Math Help - trigonometric integration

1. trigonometric integration

evaluate the following integrals, showing all working

a) int((sec^3*3x)(tan3x)) dx

b)int((sin15x)(cos9x)) dx

I was alright until the trig questions, could someone please get me started on these two.

2. Originally Posted by samdmansam
evaluate the following integrals, showing all working

a) int((sec^3*3x)(tan3x)) dx Mr F says: Make the substitution u = cos x.

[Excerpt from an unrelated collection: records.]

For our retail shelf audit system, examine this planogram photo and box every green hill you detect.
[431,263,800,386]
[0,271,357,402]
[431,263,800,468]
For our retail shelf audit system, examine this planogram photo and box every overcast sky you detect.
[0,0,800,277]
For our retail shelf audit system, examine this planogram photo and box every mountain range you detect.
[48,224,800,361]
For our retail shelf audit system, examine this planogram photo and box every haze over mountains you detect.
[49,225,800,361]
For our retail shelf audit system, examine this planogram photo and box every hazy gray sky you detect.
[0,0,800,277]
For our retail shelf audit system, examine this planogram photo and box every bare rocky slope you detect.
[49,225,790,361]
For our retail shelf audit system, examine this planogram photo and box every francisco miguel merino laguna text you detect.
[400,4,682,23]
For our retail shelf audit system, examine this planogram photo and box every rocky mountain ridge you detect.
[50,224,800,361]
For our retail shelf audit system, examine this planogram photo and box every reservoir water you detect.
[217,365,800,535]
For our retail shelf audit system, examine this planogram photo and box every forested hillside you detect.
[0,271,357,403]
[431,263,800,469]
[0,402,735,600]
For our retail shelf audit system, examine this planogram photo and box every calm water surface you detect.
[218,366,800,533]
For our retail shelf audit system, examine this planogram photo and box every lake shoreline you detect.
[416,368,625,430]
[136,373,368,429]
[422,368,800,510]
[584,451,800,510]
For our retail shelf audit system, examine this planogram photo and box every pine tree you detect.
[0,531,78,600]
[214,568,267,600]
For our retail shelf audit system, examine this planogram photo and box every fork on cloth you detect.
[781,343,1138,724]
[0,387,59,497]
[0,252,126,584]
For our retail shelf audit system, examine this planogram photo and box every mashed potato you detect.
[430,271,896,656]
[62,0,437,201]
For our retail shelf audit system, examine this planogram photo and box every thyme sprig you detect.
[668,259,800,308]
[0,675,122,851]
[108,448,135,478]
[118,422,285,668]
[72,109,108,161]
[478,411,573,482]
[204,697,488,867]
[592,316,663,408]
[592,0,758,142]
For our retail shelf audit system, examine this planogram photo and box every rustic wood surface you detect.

b)int((sin15x)(cos9x)) dx Mr F says: 2 sin A cos B = sin (A + B) + sin (A - B) ......

I was alright until the trig questions, could someone please get me started on these two.
..

3. He4llo, samdmansam!

Another approach to (a) . . .

$a)\;\;\int \sec^3\!3x \tan3x\,dx$

$\text{Let: }\:u \:=\:\sec3x\quad\Rightarrow\quad du \:=\:3\sec3x\tan3x\,dx$

$\text{We have: }\;\int\underbrace{\sec^2\!3x}_{u^2}\underbrace{(\ sec3x\tan3x\,dx)}_{\frac{1}{3}du} \;=\;\frac{1}{3}\int u^2\,du$

~ ~ ~ ~ ~ ~ ~ ~ ~ ~ ~ ~ ~ ~ ~ ~ ~ ~ ~ ~ ~ ~ ~ ~ ~ ~ ~ ~ ~ ~

When we have: . $\int\sec^m\!x\tan^n\!x\,dx$
. . there is a procedure we can follow.

There are three cases to consider . . .

[1] Even secant, any tangent.

Example: . $\int\sec^4\!x\tan^3\!x\,dx$

$\text{"Peel off" }\sec^2\!x\text{ for our }du.$

We have: . $\int\sec^2\!x\,\tan^3\!x\,(\sec^2\!x\,dx)$
. . . . . . . . . . $\uparrow$
. . . . .
change to tangents
. . . . . . . . . $\downarrow$
. . $= \;\int(\tan^2\!x + 1)\tan^3\!x\,(\sec^2\!x\,dx) \;=\;\int(\tan^5\!x + \tan^3\!x)\,(\sec^2\!x\,dx)
$

$\text{Let: }\:u = \tan x\quad\Rightarrow\quad du = \sec^2\!x\,dx$

. . And we have: . $\int(u^5 + u^3)\,du$

[2] Odd tangent, any secant

Example: . $\int\sec^5\!x\tan^3\!x\,dx$

$\text{"Peel off" }\sec x\tan x\text{ for our }du.$

We have: . $\int\sec^4\!x\tan^2\!x\,(\sec x\tan x\,dx)$
. . . . . . . . . . . . . . $\uparrow$
. . . . . . . . .
change to secants
. . . . . . . . . . . . $\downarrow$
. . $= \;\int\sec^4\!x(\sec^2\!x-1)\,(\sec x\tan x\,dx) \;=\;\int(\sec^6\!x - \sec^4\!x)\,(\sec x\tan x\,dx)$

$\text{Let: }\,u \,=\,\sec x\quad\Rightarrow\quad du \,=\,\sec x\tan x\,dx$

. . And we have . $\int(u^6 - u^4)\,du$

[3] Odd secant, even tangent

This is the dreaded case, where a formula must be known
. . or it must be derived.

. . $\int\sec^3\!x\,dx \;=\;\frac{1}{2}\bigg[\sec x\tan x + \ln|\sec x + \tan x|\bigg] + C$

and a reduction formula is also recommended.